Now, if we are executing those rules we don’t actually come back to that centralised brain for every decision. That’s because of the edge computing that takes place and Cisco is a very important part of that overall ecosystem for us. The use of the data by Cisco happens on the edge, and only when an exception occurs – I’ll call that when an opportunity to learn occurs – do we actually take that data and bring it back to the brain. So, only if something happens that we don’t expect then we bring that event back to the centralised brain, and that turns out to be 0.1% of the overall data.
It’s important that not just one device learns at its own rate, but all the devices learn based on the aggregated experience of the devices that have been deployed out in the field, and have picked up these exceptions. When we bring these exceptions back, we learn, we tweak the rules and we push the rules back out again. There’s a balance between what happens in the centralised analytics platform verses what we push out to the edge.
Can you give some advice on how businesses can work together to speed up smart city deployments?
Smart city is a very big umbrella. You can do a lot of things underneath this idea of smart cities, and not to try and solve it in one go. You have to look at what is the pain point of each individual city, and they’re not going to be the same. Some cities will have pain points relating to quality of life, while others will relate to improving the transportation infrastructure. Figuring out the pain points for the citizens in this particular city, and then look to create a roadmap for incrementally bringing in other smart city technology deployments in line with that.

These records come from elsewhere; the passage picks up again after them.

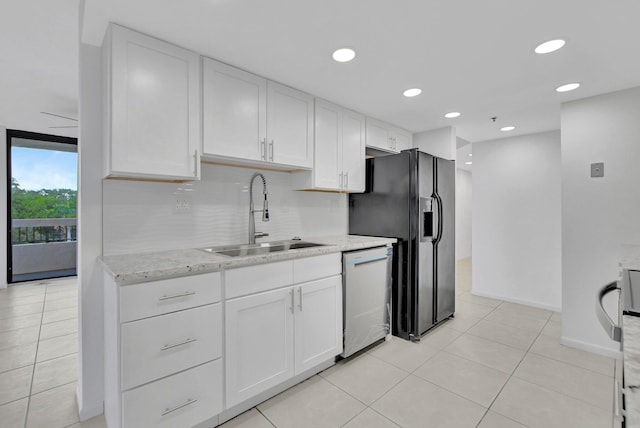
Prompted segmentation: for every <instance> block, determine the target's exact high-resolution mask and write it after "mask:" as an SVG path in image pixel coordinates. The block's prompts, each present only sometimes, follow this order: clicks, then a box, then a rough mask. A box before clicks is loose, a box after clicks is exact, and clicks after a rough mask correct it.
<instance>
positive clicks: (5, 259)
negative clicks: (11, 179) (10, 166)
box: [0, 126, 8, 288]
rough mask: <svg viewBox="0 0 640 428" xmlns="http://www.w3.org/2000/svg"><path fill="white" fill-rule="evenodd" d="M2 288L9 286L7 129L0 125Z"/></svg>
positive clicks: (0, 235)
mask: <svg viewBox="0 0 640 428" xmlns="http://www.w3.org/2000/svg"><path fill="white" fill-rule="evenodd" d="M0 165H2V168H1V170H2V171H3V173H1V174H0V219H2V230H1V231H0V288H7V239H8V237H7V227H6V226H7V130H6V128H3V127H1V126H0Z"/></svg>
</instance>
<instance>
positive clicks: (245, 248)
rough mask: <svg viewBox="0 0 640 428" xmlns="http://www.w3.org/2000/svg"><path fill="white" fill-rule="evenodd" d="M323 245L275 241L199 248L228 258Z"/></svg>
mask: <svg viewBox="0 0 640 428" xmlns="http://www.w3.org/2000/svg"><path fill="white" fill-rule="evenodd" d="M323 245H325V244H316V243H314V242H307V241H297V240H295V241H294V240H292V241H275V242H264V243H261V244H251V245H247V244H245V245H229V246H223V247H210V248H201V250H202V251H206V252H208V253H215V254H221V255H223V256H229V257H240V256H255V255H260V254H269V253H275V252H280V251H288V250H298V249H301V248H311V247H321V246H323Z"/></svg>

For example, in Singapore we started out working with the land transport agency (LPA) to understand the transportation infrastructure. We started that very small and very simple. We looked at public buses and public trains, and then over time you can expand into other areas. In Singapore they are able to track the taxi cabs, and then you expand to private cars.
Once you have this complete picture, you can understand how to serve the citizens in an incremental way. The question, for us, is how to bring advanced analytics and digital intelligence into different domains. So, avoid the Big Bang theory and take an incremental approach, which is focused on areas where we can solve a visible problem that’s going to return a higher quality of life to the citizens.

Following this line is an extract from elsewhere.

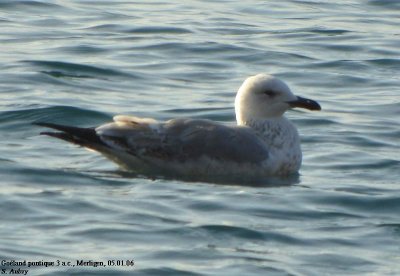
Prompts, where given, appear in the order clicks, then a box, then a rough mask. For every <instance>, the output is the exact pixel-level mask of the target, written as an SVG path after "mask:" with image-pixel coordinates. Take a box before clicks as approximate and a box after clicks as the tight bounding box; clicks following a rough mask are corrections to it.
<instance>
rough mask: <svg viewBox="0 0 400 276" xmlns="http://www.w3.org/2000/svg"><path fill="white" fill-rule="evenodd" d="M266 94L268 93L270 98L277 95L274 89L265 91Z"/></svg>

In other cities we started with energy, and smart metering and smart grid – how can we do that more effectively. In places like LA and San Francisco that was a big focus area working with, for example, Pacific Gas and Electric or Southern California Edison, to address those energy problems. Start with a particular focus area and then have a roadmap for how it’s going to deliver value to other areas, and become self-funding as quickly as possible. Municipalities are always short of money, you don’t want to have to “raise taxes” to make these happen, and so to the extent we can bring higher quality of life and do that with more efficiency this is the winning combination.
Singapore is a unique place, because they have a very clear vision and very strong leadership. The average city or nation does not have these same capabilities. You have to meet each city where they are.